Regarding me darkly from beneath gathered brows, Wall said in a low voice, ‘Believe me, Miss Grey, there is nothing lovely about it.’
‘That part of England is steeped in superstition,’ Price interrupted him. ‘The border between Essex and Suffolk has a long history of ghost stories: anachronistic legends of phantom horse-drawn carriages and the like.’
‘And take my word for it, they are apt to the location,’ said Wall. ‘I found the Rectory in a neglected garden choked with weeds, a rambling red-brick monstrosity of a house full of shadows.
The place was so quiet, so still.’ He paused and I swear I glimpsed a shudder run through him. ‘So utterly cold.’

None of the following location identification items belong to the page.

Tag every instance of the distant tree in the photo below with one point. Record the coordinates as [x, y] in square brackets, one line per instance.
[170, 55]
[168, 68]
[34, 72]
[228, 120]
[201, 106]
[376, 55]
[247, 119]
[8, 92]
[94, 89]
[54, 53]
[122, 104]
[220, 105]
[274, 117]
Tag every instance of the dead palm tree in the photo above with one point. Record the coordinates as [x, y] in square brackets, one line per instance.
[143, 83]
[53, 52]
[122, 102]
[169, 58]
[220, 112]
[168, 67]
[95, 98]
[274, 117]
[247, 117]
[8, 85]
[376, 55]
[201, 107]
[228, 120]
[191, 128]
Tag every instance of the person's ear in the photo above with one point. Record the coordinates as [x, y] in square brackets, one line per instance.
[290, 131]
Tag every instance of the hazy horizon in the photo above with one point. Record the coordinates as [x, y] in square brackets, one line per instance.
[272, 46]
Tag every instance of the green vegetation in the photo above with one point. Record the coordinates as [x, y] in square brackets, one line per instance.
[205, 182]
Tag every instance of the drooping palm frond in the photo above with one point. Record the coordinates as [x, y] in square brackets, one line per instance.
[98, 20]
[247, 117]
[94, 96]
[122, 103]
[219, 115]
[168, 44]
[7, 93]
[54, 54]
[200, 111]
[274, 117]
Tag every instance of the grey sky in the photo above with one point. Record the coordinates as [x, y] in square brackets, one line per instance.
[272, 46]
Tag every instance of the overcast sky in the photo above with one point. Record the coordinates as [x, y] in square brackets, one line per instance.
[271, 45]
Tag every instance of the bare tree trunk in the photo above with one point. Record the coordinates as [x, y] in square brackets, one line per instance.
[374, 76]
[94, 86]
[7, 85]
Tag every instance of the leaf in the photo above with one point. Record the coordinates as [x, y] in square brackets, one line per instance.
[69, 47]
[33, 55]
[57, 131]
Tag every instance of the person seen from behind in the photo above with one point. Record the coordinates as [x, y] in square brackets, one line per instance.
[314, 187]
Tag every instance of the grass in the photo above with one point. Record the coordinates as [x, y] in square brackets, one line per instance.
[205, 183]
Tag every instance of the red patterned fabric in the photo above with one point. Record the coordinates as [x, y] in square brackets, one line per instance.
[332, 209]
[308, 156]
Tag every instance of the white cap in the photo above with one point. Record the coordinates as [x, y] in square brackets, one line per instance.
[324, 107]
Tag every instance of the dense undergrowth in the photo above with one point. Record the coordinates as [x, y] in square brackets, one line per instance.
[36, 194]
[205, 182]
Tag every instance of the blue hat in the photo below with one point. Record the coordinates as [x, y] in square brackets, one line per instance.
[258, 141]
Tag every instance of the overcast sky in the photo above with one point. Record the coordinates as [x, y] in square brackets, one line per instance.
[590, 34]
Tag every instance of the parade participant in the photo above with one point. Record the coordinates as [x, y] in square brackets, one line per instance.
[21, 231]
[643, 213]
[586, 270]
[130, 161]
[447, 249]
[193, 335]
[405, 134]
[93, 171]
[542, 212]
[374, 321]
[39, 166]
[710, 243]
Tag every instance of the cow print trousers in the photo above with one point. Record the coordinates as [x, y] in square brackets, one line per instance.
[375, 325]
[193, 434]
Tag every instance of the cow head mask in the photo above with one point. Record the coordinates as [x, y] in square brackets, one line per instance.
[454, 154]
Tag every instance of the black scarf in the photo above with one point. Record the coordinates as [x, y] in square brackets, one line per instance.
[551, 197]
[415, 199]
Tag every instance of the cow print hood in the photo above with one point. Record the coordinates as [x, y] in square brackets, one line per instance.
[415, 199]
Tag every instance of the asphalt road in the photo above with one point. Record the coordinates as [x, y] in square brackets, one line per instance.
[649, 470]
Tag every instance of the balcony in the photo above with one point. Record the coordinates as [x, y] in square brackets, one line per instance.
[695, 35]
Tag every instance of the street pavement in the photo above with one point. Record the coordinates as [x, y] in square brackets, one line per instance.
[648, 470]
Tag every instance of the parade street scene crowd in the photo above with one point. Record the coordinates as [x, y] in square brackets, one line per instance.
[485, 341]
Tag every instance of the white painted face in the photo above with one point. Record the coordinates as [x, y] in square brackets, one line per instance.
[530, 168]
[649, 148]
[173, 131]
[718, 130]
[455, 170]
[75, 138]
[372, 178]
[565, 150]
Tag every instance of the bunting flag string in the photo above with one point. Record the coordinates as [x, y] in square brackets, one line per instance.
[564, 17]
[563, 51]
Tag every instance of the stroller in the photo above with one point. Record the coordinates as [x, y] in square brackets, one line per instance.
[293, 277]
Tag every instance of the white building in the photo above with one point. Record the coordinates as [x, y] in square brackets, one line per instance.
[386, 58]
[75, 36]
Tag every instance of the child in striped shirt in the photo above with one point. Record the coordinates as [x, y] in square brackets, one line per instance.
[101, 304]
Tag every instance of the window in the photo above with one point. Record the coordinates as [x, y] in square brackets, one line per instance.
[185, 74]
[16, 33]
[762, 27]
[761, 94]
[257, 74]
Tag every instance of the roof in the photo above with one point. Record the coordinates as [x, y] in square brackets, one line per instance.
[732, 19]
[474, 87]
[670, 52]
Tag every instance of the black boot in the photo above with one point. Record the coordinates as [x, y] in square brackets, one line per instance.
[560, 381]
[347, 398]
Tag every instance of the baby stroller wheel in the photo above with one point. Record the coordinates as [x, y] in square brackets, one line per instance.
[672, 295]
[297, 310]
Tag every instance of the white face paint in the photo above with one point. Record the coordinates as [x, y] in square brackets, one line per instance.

‘Cold?’ I asked, puzzled. ‘But it’s summertime!’
Wall looked at me. ‘Yes, I know that, Miss Grey.’ His gaze fell on the paper in his hand. ‘I had read this letter,’ he continued, ‘but I did not think for a moment any word of it could be true. Not until I saw it myself.’ His alert gaze slackened, roaming the middle distance. Whatever ‘it’ was, he was seeing it again now.